A bill introduced in the U.S. House of Representatives on Aug. 1 would require the Federal Communications Commission to take steps to ensure wireless mic operations would remain protected from harmful interference from new, unlicensed TV band white space devices.

The Wireless Microphone Users Interference Protection Act of 2013 (H.R. 2911), introduced by Rep. Bobby Rush (D-IL), would require the FCC to expand eligibility for Part 74 licenses to certain wireless mic users and set up two safe haven channels for wireless mic usage. The bill also would require the regulatory agency to give owners and operators of wireless mics access to TV band databases to protect wireless mic operation from interference.

The bill has garnered support from the broadcast industry, wireless mic manufacturers and the Broadway theatrical community.

In a letter supporting the congressman’s effort to protect wireless mic operation from interference, Gordon Smith, president and CEO of NAB, called the microphones “a vital component” in how local television stations serve their communities.

“Without safe haven protections for these operations, broadcasters may not be able to provide on-the-scene coverage of breaking news, emergency information, political events and other time-sensitive situations,” the letter said.

Shure, a major manufacturer of wireless microphones, echoed Smith’s praise and support for the bill. "Over the past 25 years or so, wireless microphones have become a critical component of professional sound production, whether it's a Sunday service in a megachurch or a nationally televised sporting event," said Sandy LaMantia, company president and CEO. "The audiences at these events expect and deserve clear, high-quality, reliable audio."
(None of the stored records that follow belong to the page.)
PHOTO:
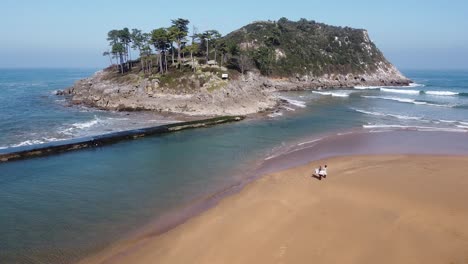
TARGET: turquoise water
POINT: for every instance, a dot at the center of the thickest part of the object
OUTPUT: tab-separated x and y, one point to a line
31	113
60	208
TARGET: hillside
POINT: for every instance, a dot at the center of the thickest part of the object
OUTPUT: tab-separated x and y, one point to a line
286	48
259	60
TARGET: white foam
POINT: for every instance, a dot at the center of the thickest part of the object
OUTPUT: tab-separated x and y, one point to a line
391	115
309	142
275	114
368	87
416	85
297	103
405	100
441	93
418	128
288	108
31	142
333	94
402	91
86	124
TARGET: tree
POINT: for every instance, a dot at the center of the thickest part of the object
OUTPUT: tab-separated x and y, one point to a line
182	31
138	40
160	40
126	38
207	36
172	32
216	37
192	49
107	53
118	49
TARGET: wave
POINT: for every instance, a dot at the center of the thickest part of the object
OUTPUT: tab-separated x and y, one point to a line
368	87
416	128
87	124
31	142
406	100
297	103
416	85
276	114
412	85
440	93
333	94
288	108
401	91
309	142
391	115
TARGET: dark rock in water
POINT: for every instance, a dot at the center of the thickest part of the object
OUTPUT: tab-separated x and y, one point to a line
20	153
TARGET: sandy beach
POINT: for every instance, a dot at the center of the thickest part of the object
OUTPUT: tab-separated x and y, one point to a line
370	209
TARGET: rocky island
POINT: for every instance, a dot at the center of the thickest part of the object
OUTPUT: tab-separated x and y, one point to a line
238	74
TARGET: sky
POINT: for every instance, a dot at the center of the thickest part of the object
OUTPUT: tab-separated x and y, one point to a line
412	34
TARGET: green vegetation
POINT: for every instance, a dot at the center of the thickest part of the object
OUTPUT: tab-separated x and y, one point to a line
286	48
280	48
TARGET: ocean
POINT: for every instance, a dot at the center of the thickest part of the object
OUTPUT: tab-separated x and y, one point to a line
60	208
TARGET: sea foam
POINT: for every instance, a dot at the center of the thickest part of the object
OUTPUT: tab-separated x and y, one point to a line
333	94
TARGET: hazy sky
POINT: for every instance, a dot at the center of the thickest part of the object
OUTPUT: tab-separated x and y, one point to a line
72	33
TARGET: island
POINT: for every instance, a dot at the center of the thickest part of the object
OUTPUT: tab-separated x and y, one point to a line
207	74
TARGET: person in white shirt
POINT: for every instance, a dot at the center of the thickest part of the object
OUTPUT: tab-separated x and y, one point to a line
323	171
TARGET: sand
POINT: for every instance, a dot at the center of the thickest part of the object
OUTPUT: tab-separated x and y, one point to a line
370	209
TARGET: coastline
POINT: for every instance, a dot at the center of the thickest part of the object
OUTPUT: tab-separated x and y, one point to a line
363	209
249	94
274	166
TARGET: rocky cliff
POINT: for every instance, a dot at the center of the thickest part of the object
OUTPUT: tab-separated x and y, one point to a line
273	56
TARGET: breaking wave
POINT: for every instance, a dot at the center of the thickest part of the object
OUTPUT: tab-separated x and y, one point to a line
390	115
407	100
297	103
416	128
333	94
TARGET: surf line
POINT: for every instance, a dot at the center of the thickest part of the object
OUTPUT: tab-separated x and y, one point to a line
20	153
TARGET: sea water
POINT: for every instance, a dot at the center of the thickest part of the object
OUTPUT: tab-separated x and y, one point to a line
60	208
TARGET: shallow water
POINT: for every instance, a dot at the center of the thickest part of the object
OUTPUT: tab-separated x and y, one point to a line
60	208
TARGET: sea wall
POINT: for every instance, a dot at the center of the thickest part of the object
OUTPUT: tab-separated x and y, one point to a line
20	153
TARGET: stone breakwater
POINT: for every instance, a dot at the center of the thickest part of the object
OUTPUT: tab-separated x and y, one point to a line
248	94
21	153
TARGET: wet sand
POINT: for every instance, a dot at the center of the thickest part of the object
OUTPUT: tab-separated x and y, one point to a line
370	209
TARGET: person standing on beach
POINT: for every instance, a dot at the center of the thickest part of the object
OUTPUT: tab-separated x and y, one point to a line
323	171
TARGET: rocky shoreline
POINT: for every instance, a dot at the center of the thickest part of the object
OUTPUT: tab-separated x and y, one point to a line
248	94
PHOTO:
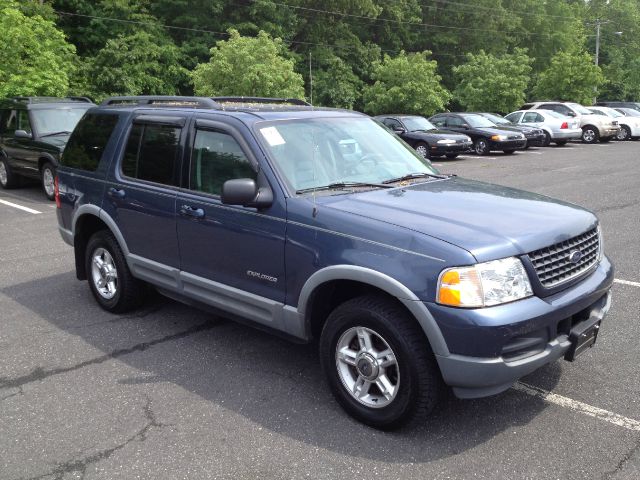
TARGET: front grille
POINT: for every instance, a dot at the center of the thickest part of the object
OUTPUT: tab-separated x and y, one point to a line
553	266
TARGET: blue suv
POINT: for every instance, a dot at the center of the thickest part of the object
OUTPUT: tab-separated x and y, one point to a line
323	226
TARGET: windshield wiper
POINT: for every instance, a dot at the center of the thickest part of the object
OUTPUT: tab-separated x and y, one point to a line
334	185
411	176
64	132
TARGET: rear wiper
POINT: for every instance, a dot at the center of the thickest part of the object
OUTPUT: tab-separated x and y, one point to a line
411	176
56	133
331	186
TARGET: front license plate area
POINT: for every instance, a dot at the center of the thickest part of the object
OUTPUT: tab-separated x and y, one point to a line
582	337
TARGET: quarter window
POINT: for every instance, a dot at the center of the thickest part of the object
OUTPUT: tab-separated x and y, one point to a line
88	141
151	153
216	158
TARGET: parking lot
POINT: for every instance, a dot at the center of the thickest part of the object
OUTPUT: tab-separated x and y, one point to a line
172	392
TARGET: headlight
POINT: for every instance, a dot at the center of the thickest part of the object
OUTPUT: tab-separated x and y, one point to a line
484	284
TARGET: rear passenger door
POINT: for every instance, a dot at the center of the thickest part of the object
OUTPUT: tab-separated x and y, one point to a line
232	256
141	196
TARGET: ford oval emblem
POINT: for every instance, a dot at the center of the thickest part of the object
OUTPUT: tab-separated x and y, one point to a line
575	256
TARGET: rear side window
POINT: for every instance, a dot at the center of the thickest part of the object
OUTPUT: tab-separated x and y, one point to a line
151	153
88	141
216	158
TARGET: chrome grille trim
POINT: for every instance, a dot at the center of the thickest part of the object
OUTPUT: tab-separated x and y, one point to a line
552	263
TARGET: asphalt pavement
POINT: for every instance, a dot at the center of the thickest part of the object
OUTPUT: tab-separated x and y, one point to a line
172	392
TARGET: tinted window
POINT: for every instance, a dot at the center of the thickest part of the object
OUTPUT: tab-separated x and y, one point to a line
216	158
88	141
151	153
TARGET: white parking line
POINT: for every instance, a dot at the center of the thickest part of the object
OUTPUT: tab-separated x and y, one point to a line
20	207
627	282
607	416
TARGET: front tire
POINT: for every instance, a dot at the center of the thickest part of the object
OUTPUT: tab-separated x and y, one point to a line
423	150
110	279
47	177
481	146
378	363
7	178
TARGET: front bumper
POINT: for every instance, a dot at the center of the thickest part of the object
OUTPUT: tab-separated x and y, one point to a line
473	375
457	148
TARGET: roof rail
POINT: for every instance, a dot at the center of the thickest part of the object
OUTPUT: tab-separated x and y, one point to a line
51	99
203	102
266	100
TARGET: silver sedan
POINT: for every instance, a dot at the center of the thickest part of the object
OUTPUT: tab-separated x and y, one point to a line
557	128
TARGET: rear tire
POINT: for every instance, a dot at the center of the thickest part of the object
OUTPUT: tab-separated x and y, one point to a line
378	363
110	279
481	146
8	179
590	134
47	177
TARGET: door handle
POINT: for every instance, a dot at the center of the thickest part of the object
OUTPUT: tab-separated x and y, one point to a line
116	193
189	211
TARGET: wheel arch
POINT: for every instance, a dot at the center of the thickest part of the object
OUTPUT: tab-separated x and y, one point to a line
88	220
328	287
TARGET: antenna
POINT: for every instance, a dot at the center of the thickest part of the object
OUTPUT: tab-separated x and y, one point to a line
310	81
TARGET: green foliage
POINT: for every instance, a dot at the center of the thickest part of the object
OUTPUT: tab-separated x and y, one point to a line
571	76
35	58
249	67
490	83
407	83
138	64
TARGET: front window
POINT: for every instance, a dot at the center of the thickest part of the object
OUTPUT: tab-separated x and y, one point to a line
415	124
478	121
313	153
50	121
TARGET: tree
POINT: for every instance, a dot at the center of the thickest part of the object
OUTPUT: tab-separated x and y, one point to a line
407	83
491	83
571	76
35	58
248	66
135	64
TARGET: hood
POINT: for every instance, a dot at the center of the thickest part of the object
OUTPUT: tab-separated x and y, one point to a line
489	221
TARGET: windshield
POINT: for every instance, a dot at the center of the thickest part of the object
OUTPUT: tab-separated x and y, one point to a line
580	109
312	153
54	120
478	121
417	123
497	119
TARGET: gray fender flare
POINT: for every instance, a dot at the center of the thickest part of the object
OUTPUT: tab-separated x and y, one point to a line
384	282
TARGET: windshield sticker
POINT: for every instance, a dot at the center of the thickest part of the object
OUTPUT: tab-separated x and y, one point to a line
272	135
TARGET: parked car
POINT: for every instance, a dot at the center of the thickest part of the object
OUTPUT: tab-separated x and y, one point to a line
594	127
486	135
33	133
557	128
535	136
410	280
633	105
629	126
425	137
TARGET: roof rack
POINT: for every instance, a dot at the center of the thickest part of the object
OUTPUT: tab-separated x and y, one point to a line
217	103
51	99
162	100
265	100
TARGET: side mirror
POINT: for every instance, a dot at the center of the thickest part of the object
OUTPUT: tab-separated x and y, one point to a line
22	134
245	192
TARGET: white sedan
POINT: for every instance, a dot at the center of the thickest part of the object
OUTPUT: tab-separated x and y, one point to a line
558	128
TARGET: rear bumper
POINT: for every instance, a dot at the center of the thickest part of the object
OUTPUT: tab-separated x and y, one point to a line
474	376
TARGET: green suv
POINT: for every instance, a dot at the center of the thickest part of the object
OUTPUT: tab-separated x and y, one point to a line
33	134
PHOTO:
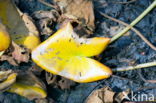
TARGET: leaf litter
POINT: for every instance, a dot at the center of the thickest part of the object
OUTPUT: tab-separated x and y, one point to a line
66	15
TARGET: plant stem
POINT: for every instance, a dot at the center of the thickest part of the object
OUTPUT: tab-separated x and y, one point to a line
134	22
144	65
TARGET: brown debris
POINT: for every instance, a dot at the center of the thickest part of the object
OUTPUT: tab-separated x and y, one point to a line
78	10
106	95
16	54
65	83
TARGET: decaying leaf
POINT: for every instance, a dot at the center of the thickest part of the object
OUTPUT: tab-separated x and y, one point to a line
7	79
4	38
47	100
17	28
106	95
81	10
65	54
45	21
29	86
20	54
122	95
103	95
16	54
9	58
65	83
50	78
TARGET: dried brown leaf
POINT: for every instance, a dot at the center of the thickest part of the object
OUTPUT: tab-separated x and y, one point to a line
81	10
20	54
7	79
103	95
65	83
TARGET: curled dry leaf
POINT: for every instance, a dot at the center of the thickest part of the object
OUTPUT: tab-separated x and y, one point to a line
47	100
45	21
106	95
103	95
81	10
16	54
66	83
17	28
4	38
20	54
67	55
29	86
7	79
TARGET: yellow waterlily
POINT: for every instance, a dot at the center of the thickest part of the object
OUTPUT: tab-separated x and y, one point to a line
65	54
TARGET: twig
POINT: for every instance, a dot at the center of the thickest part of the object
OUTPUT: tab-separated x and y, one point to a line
134	22
135	30
144	65
47	4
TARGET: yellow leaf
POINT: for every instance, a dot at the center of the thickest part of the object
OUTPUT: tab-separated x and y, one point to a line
65	54
17	28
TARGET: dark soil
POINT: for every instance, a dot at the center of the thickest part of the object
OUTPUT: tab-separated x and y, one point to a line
123	52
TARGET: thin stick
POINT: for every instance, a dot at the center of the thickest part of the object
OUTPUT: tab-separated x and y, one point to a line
135	30
134	22
144	65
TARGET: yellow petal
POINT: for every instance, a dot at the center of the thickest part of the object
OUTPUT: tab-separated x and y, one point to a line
66	54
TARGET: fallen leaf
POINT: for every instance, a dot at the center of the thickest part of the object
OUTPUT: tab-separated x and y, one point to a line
17	28
4	38
65	83
106	95
20	54
7	79
81	10
45	21
65	54
16	54
103	95
10	59
29	86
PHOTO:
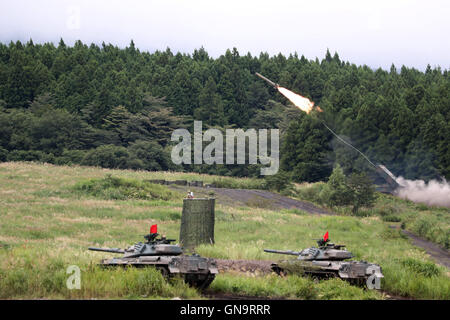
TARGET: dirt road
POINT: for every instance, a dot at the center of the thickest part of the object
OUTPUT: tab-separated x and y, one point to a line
255	198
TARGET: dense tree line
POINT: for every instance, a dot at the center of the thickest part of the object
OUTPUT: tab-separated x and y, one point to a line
112	107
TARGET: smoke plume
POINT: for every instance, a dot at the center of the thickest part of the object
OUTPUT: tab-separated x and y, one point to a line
433	193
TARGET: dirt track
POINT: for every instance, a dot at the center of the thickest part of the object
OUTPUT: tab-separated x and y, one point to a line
255	198
438	254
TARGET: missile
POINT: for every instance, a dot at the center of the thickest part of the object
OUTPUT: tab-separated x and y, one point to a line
273	84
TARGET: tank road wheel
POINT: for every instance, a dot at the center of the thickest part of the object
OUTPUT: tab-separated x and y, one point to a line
205	283
164	271
279	271
199	281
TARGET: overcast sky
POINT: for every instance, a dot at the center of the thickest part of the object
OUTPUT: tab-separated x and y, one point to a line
377	33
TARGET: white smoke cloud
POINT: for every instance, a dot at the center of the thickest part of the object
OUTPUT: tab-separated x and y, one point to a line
433	193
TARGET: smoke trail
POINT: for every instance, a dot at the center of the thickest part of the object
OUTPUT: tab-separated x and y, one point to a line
348	144
433	193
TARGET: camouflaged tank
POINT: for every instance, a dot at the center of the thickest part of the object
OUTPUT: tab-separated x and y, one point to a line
328	260
167	258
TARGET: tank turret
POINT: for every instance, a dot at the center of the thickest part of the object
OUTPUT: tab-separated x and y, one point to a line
326	260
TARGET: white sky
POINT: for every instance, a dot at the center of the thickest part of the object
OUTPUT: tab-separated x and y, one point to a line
376	33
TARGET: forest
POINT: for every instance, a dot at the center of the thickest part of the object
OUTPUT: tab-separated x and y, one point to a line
117	107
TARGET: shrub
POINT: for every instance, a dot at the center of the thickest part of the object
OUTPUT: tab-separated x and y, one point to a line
427	269
114	188
391	218
107	156
279	182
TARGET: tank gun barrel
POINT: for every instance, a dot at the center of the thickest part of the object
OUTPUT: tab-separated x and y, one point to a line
293	253
113	250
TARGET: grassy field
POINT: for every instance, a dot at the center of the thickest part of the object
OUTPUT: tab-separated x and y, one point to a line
432	223
50	214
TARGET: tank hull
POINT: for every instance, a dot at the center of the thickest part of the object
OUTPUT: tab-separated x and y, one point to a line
353	271
197	271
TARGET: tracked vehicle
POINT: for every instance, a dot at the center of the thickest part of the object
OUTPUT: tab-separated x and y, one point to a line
166	257
325	261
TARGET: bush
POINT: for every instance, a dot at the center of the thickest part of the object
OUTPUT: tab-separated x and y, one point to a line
311	192
113	188
356	190
391	218
427	269
279	182
3	154
107	156
71	157
148	155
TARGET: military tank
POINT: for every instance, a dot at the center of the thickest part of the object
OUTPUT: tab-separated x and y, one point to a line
166	257
325	261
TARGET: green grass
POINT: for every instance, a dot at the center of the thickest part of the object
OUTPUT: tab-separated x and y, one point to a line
432	223
46	226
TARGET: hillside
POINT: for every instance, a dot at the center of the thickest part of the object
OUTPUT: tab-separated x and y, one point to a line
48	221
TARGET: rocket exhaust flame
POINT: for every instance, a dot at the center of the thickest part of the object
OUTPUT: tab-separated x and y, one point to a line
434	192
300	102
307	106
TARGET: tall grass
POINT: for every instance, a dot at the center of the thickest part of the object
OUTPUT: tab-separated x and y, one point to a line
47	226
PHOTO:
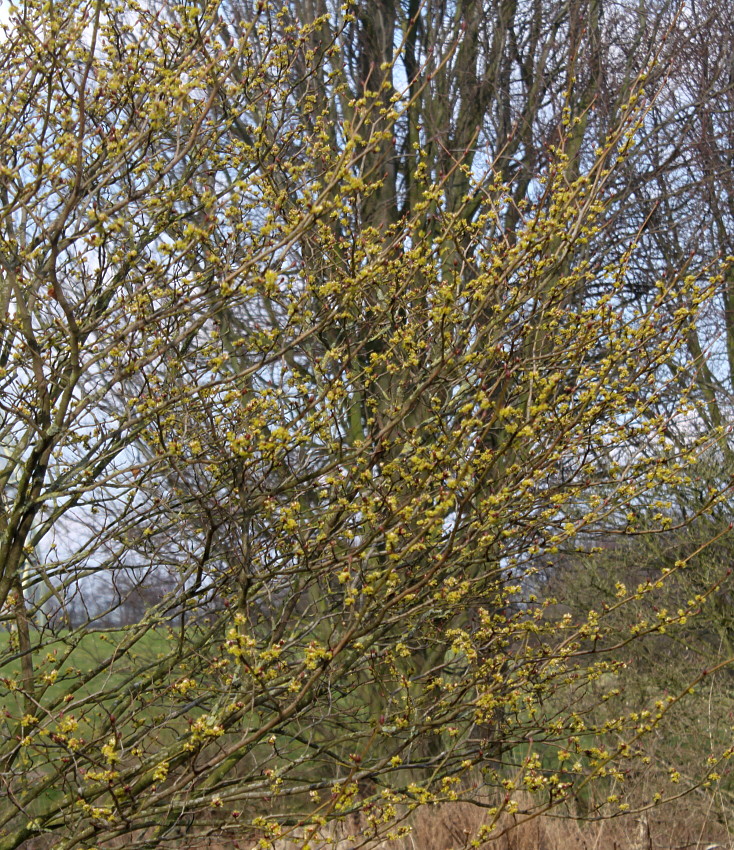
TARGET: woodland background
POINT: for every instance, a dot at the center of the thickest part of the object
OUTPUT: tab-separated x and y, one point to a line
366	381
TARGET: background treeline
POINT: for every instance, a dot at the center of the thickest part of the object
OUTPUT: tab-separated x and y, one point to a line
365	398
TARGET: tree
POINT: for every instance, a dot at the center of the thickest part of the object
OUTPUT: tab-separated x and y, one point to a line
285	338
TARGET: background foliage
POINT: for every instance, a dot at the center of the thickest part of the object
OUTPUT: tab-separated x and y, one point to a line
347	355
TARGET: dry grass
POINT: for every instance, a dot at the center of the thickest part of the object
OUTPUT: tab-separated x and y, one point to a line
453	826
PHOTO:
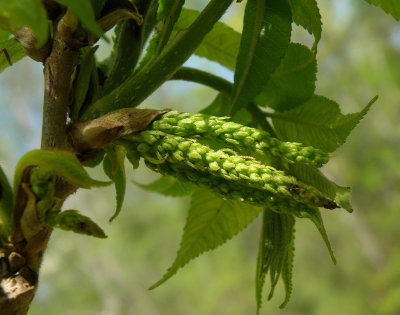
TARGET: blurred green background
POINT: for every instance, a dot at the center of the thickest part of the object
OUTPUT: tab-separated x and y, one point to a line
359	57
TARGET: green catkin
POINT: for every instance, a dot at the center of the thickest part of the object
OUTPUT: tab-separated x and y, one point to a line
230	190
236	170
243	138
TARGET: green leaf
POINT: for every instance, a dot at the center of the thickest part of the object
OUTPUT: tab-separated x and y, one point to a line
218	107
211	222
293	82
72	220
139	86
83	80
306	14
14	51
318	123
312	176
168	186
168	13
113	165
389	6
15	15
4	35
84	12
6	206
275	253
126	50
315	216
220	45
265	39
63	163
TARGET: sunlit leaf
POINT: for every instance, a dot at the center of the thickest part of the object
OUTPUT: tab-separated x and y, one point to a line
210	223
63	163
6	205
265	39
220	45
306	13
293	82
318	123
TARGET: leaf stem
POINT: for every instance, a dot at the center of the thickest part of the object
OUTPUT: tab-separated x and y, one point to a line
139	86
202	77
225	87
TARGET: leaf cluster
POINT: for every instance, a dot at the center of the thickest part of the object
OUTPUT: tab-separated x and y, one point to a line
273	90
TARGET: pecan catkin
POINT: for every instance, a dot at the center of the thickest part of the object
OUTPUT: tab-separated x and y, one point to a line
186	153
244	139
231	190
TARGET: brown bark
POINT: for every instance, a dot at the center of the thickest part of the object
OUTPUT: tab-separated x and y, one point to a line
19	269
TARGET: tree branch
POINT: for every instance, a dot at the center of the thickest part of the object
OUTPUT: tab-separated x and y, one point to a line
20	266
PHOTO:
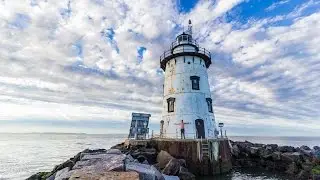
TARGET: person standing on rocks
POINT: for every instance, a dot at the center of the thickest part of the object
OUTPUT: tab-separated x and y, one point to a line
182	130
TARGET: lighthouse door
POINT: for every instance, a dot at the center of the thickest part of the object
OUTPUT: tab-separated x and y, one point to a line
200	128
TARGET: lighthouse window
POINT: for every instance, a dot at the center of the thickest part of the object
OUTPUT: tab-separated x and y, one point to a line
195	82
170	102
209	102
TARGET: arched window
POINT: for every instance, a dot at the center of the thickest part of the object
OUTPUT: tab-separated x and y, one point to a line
170	102
209	103
195	82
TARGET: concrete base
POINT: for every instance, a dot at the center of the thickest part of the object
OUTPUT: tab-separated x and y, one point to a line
218	161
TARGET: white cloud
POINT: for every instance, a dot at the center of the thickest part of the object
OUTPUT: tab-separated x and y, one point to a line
57	63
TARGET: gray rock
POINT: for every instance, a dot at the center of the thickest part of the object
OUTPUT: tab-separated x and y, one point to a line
166	177
102	162
235	150
172	168
163	158
182	162
305	148
145	171
68	163
316	148
87	175
303	175
276	156
291	156
114	151
307	166
254	151
273	147
184	174
286	149
292	169
61	173
64	176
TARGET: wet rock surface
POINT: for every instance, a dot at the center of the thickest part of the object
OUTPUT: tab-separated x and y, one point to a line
119	163
300	162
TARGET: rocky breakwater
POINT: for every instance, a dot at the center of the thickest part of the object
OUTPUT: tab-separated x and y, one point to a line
119	163
300	162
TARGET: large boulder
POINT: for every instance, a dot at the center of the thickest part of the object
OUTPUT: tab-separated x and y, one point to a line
276	156
146	172
172	168
305	148
235	150
292	169
316	148
163	158
303	175
254	151
273	147
286	149
291	157
62	174
149	154
68	163
184	174
102	162
39	176
111	175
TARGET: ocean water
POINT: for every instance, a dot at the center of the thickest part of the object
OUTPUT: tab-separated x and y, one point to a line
22	155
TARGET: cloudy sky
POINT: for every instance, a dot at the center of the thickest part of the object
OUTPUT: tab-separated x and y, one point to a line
85	65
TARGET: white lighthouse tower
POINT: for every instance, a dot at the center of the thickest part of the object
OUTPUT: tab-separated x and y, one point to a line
186	91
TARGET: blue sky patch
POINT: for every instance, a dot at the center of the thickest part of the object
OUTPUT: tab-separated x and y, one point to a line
21	21
140	51
108	36
66	12
186	5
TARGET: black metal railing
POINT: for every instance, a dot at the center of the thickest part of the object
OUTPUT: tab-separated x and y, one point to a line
184	42
171	52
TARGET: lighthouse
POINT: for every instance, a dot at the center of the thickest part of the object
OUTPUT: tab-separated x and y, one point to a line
187	101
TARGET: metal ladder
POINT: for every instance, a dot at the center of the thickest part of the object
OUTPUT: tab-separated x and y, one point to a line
205	149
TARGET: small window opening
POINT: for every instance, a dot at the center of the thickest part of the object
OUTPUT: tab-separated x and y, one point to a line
209	103
195	82
170	102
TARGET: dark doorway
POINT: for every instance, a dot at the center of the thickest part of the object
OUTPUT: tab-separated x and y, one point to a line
200	129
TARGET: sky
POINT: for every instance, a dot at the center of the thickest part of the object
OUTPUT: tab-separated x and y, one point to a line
83	66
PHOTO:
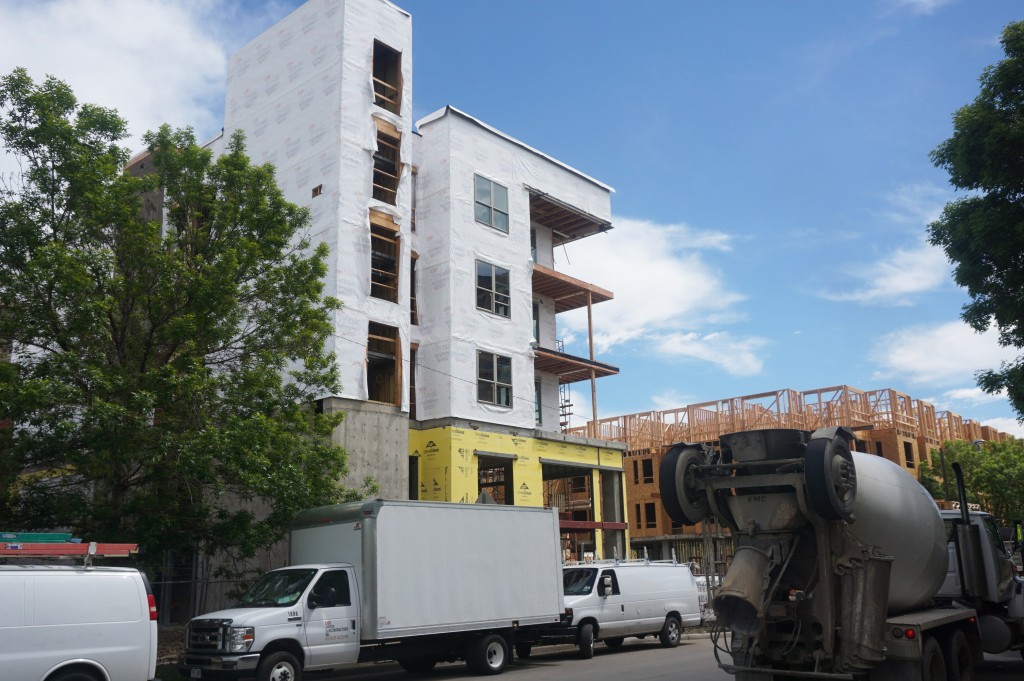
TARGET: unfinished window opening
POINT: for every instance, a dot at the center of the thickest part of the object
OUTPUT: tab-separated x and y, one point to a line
492	207
387	77
386	168
383	263
648	469
382	365
650	513
494	289
494	379
412	380
414	310
495	479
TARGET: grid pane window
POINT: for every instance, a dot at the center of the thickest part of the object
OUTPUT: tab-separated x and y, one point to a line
494	379
492	205
494	289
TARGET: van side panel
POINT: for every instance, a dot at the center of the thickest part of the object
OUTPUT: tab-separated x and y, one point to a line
65	614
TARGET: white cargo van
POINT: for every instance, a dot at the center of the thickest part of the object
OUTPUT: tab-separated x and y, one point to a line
76	624
615	599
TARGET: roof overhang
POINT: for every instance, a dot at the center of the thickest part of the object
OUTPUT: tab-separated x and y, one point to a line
567	223
568	293
569	369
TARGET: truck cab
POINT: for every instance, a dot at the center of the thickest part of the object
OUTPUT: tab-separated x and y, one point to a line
303	618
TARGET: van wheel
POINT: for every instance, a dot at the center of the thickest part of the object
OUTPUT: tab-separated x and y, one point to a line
960	666
75	675
586	641
489	654
672	633
280	666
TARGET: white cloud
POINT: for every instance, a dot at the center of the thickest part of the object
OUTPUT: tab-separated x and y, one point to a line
659	279
737	356
942	354
153	60
974	396
1008	425
898	278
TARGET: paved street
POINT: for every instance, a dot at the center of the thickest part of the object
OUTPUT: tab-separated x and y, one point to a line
692	661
Theatre Communications Group, a national theater organization, also expressed support for the bill. “We are pleased to partner with Congressman Rush as well as our fellow theater service organizations A.R.T./New York and the Broadway League to protect the use of wireless microphones,” said Teresa Eyring, TCG executive director. Eyring added that wireless mic protection is essential to the safety and quality of performances “so that theaters may continue contributing to the cultural and economic vitality of the communities they serve.”

The Federal Communication Commission is in the midst of implementing its incentive auction process to recoup TV spectrum to provide more spectrum to wireless providers for mobile broadband access. The process will include a repacking of full-power TV stations into less spectrum and likely less UHF channel availability for wireless mic use.